Por tanto no es posible ser un yo y configurar nuestra
identidad sin hacer referencia a unos bienes que definen la vida
del agente como significativa. La construcción de la identidad humana no
puede ser autogenerada, es más bien el resultado de un
proceso de interacción social al interior de un mundo
significativo común. Consideramos que la dimensión
del bien es parte integrante y constitutiva de la experiencia
humana. La referencia al tema de los bienes resulta esencial para
plantear correctamente la cuestión del yo -de la
identidad- así como para desocultar algunos problemas
importantes en lo que concierne a los conflictos
entre las identidades colectivas y la cultura de los derechos. La
identidad del sujeto depende de su orientación y
vinculación al bien, pues sólo somos yos en la
medida en que nos movemos en un espacio de interrogantes,
mientras buscamos y encontramos una orientación al bien.

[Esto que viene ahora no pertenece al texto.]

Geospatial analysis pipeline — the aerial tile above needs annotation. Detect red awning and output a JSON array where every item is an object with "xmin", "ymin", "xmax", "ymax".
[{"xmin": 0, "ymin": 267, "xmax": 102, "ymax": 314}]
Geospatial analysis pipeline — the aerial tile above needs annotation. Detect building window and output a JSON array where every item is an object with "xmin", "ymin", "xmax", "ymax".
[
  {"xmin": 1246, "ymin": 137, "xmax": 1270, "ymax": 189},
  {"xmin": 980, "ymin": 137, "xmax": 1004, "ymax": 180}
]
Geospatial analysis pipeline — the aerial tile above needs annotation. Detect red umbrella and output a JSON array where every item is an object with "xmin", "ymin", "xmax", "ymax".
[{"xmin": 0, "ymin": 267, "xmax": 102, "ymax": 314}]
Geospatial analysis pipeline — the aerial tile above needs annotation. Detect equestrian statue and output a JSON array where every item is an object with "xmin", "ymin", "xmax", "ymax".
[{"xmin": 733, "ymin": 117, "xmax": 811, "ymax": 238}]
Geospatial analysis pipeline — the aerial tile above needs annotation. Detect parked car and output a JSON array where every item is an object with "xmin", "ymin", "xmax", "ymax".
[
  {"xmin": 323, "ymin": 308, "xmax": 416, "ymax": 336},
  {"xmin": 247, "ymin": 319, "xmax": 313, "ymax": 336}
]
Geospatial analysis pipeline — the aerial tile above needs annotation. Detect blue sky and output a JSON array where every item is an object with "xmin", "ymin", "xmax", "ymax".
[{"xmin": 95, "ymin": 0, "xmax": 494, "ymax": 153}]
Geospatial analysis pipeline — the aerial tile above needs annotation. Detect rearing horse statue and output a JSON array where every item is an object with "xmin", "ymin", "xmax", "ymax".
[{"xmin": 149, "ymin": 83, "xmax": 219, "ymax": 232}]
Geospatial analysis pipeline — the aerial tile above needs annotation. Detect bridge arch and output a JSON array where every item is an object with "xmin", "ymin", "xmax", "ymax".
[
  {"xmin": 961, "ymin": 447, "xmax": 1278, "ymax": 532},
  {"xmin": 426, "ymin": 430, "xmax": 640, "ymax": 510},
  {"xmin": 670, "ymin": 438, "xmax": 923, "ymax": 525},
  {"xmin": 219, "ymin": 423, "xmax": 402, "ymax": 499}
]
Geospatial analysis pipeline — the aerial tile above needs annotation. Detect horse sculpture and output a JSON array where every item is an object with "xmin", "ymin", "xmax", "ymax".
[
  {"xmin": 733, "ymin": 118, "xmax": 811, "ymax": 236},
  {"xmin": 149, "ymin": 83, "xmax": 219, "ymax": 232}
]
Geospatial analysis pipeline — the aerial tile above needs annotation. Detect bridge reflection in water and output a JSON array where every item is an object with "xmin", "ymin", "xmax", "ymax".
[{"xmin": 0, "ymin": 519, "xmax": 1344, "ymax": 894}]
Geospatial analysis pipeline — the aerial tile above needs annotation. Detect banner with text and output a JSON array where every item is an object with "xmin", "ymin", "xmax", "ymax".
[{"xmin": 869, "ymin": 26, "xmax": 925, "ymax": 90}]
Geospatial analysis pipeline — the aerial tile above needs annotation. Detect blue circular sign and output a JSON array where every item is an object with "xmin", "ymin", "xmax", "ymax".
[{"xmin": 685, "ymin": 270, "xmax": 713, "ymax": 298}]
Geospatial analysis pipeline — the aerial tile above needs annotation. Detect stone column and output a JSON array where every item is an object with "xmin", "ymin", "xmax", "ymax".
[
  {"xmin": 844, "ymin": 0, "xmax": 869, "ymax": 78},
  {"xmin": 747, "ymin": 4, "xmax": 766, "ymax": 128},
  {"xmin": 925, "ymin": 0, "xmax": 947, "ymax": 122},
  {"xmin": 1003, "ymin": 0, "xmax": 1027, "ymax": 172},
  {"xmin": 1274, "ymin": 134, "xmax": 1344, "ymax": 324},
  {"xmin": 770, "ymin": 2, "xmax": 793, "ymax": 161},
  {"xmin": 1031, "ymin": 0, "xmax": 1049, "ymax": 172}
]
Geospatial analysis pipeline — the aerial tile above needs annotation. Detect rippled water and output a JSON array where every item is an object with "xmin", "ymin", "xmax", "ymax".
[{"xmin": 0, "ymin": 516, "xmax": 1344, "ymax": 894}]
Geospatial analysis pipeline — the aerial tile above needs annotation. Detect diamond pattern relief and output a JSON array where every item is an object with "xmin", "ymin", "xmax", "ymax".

El yo no consiste solamente en dirigir nuestras acciones a la luz
de ciertos deseos o capacidades privadas, sino que ser un agente
humano, una persona o un yo, implica tomar posición
respecto del bien.

El yo consiste en existir en un espacio definido, en
donde la orientación al bien es fundamental a la hora de
decidirnos por lo que es bueno o de suma importancia en nuestras
vidas, porque "lo que soy como un yo, mi identidad, está
esencialmente definido por la manera en que las cosas son
significativas para mí".[41] La identidad
del sujeto se construye sobre la base de la orientación
moral hacia el bien, de manera que el agente humano queda
definido por su ubicación respecto del bien. El
desvelamiento de los bienes se produce a través de un
proceso hermenéutico, es decir a través de la
autocomprensión del sujeto como participante de una forma
de vida, atendiendo al lenguaje y a la historia común que
definen los significados. Los tipos de bienes sólo existen
mediante un determinado tipo de articulación que
explore el trasfondo a partir del cual algo se concibe como un
bien; y explica que articular un bien constitutivo es esclarecer
lo que está implícito en la vida buena a la que uno
se adhiere: cada sujeto es libre para decidir qué bienes
son esenciales para su ser moral, a qué bienes adherirse,
de qué forma y con qué grado de adhesión. La
diversidad de bienes puede resultar problemática para la
convivencia, sin embargo es posible resolverla acudiendo a la
superioridad de unos bienes sobre otros, donde los bienes de
mayor valor se adhieren a otros de menor valor.